I guess my question on the rationale is answered then. Seems to be non-intentional, as I hoped.

Johannes Schaub <schaub.johannes@googlemail.com> schrieb am Fr., 9. Feb. 2024, 15:08:


Lénárd Szolnoki via Std-Discussion <std-discussion@lists.isocpp.org> schrieb am Fr., 9. Feb. 2024, 14:41:
On Fri, 2024-02-09 at 14:01 +0100, Johannes Schaub via Std-Discussion
wrote:
> According to what I read on the Eelis draft, the following should
> resolve to the nonexplicit ctor (consistency gone, since it is
> different for non default ctors... what is the reason for this
> inconsistency?).
>
> But GCC and Clang raise an ambiguity. Why do they? This seems like a
> simple example.
>
> struct A { explicit A() { } A(int = 0) { } }; A a = {};

Overload resolution for copy-list-initialization is intentionally
different from overload resolution for copy-initialization.

https://eel.is/c++draft/dcl.init.list#3.5 applies. Value initialization
resolves to direct initialization from `()`, which is ambiguous.

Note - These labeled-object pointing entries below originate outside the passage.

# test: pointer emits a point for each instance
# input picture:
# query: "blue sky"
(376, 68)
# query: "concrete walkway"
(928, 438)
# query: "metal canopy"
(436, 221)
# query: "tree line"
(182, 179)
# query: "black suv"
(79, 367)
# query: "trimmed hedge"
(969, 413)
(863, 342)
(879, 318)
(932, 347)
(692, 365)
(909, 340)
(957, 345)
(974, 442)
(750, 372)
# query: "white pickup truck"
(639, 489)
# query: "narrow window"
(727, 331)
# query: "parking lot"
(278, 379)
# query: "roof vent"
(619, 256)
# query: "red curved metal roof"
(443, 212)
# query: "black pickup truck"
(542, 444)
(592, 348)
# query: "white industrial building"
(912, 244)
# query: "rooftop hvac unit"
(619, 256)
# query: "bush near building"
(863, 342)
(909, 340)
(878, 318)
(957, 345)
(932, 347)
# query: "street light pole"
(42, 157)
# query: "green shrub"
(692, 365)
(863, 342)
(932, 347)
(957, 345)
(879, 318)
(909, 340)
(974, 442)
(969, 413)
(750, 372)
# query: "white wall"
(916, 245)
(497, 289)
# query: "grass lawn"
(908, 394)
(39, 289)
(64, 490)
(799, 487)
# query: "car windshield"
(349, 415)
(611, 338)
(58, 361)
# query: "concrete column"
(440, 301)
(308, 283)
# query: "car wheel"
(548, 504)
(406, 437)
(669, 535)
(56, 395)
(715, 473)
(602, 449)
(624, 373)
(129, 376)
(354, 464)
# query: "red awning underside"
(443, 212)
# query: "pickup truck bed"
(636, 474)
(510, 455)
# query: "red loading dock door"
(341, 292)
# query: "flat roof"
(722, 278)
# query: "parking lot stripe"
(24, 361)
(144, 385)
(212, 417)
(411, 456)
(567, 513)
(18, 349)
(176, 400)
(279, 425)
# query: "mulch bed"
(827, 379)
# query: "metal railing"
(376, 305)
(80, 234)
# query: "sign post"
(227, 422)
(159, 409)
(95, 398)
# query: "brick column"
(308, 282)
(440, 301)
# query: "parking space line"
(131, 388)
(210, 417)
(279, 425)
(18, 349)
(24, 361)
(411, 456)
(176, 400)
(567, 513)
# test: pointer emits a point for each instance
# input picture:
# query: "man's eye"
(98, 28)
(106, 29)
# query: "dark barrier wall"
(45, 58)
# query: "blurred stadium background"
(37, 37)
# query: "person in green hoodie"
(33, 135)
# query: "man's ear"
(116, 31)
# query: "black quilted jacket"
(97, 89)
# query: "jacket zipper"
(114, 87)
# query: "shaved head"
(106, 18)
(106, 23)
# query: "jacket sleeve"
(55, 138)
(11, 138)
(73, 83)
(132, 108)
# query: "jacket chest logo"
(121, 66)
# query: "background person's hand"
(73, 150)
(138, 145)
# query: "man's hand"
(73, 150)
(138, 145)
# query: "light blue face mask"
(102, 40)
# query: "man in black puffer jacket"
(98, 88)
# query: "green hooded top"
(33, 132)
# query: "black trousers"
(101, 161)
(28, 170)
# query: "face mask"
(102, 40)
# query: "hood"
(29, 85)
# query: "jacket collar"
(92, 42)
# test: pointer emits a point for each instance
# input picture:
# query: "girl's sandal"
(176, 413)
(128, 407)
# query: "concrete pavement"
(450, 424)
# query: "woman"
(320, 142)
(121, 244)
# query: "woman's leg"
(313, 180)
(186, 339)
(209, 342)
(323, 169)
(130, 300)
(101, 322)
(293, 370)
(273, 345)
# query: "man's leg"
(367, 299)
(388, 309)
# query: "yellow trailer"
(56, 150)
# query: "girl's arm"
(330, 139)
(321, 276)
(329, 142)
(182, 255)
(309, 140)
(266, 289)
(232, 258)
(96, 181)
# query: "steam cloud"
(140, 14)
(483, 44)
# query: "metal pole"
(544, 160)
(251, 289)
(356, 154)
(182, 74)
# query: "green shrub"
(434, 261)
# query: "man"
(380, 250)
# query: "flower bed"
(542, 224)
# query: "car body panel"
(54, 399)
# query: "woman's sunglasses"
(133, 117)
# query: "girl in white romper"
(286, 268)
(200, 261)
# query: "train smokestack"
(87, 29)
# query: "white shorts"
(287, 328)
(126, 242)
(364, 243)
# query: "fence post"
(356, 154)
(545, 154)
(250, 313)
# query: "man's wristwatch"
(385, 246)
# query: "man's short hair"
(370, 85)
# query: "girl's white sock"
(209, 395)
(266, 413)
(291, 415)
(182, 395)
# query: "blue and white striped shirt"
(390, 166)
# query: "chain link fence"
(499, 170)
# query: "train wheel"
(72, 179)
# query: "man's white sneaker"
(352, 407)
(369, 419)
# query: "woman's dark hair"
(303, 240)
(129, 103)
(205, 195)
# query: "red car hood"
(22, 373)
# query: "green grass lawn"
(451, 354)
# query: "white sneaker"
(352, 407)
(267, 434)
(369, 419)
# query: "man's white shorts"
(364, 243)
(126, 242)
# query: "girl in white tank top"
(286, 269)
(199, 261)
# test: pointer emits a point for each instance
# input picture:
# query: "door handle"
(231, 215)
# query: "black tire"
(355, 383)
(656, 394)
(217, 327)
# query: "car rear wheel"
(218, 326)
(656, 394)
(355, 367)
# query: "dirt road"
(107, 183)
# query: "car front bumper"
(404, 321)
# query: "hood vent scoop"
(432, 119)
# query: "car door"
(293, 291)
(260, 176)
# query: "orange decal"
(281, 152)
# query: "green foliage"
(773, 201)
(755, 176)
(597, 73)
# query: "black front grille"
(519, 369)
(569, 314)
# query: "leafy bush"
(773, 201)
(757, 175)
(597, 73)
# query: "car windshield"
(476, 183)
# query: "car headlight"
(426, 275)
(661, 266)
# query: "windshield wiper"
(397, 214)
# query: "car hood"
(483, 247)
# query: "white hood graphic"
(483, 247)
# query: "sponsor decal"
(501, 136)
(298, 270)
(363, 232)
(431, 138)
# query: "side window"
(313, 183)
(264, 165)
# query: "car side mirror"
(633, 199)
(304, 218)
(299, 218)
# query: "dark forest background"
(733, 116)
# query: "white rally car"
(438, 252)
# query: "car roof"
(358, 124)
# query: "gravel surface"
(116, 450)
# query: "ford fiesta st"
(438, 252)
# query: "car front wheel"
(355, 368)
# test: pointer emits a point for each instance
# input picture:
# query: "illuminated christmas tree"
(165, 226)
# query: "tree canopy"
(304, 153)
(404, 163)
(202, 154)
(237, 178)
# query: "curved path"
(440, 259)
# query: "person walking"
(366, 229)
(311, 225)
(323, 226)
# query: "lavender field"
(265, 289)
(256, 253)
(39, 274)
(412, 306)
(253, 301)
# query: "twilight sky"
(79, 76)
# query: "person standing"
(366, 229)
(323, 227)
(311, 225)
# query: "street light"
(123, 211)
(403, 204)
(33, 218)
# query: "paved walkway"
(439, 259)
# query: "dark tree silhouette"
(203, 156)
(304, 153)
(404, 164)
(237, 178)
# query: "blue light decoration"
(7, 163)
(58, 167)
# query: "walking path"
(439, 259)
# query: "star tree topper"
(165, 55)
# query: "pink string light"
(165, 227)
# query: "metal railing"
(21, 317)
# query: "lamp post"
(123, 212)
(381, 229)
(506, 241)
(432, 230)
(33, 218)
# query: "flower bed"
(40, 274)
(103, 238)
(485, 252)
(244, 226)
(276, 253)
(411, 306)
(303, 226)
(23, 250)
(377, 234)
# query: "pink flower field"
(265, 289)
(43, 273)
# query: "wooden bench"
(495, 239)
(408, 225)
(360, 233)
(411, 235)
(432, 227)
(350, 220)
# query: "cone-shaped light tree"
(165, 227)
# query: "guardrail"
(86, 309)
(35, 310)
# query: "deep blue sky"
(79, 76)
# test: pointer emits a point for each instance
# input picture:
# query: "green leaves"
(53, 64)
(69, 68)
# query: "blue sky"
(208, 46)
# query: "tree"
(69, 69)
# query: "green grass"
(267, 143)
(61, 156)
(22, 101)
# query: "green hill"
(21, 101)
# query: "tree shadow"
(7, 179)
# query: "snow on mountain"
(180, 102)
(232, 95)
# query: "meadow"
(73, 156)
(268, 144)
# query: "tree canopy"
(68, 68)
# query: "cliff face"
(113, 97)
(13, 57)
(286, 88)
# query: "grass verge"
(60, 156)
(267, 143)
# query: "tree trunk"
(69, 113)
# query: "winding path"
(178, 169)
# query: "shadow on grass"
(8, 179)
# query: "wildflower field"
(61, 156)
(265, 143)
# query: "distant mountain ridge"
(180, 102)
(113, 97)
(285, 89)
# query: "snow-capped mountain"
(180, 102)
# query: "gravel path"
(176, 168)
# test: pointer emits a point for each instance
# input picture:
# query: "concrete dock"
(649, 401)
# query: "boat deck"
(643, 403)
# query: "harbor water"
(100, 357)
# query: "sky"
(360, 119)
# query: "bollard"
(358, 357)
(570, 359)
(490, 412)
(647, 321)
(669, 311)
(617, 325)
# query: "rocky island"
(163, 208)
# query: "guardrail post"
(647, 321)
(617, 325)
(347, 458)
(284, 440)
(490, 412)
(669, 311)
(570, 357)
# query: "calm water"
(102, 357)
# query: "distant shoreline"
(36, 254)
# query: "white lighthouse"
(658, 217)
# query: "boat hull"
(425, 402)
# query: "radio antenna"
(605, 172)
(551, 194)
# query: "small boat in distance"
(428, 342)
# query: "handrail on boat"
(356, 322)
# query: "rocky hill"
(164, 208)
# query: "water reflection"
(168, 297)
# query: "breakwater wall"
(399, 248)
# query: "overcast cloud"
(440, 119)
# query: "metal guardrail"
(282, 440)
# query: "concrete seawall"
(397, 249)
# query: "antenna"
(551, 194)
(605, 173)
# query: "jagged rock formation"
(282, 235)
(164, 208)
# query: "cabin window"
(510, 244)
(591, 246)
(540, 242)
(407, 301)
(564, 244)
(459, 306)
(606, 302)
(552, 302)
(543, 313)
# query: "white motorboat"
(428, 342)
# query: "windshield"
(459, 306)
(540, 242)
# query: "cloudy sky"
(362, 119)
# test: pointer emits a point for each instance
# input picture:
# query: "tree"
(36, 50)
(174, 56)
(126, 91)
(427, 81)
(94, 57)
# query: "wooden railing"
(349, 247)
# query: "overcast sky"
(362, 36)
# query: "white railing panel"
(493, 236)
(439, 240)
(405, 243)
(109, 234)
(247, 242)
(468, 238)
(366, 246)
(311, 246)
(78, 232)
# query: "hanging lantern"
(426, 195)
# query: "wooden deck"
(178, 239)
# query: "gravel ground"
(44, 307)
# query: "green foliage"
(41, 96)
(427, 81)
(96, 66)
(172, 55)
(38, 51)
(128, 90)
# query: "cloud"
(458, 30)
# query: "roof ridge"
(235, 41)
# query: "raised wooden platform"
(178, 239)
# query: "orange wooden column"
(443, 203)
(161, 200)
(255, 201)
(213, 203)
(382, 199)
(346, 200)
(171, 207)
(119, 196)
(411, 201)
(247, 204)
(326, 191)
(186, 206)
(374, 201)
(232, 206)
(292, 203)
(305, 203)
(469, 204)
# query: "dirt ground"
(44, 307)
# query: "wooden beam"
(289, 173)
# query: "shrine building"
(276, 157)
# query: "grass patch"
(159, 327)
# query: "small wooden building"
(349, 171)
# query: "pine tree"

It does not resolve to that. But it resolves to going to default initialization which enumerates candidate ctors by using over.match.ctor, which is sensitive to the context being copy initialization (which it is, here). The resulting candidates are then sent to overload resolution with the argument list resulting from an initializer "()". This algorithm is wholly different that your one-sentence summary.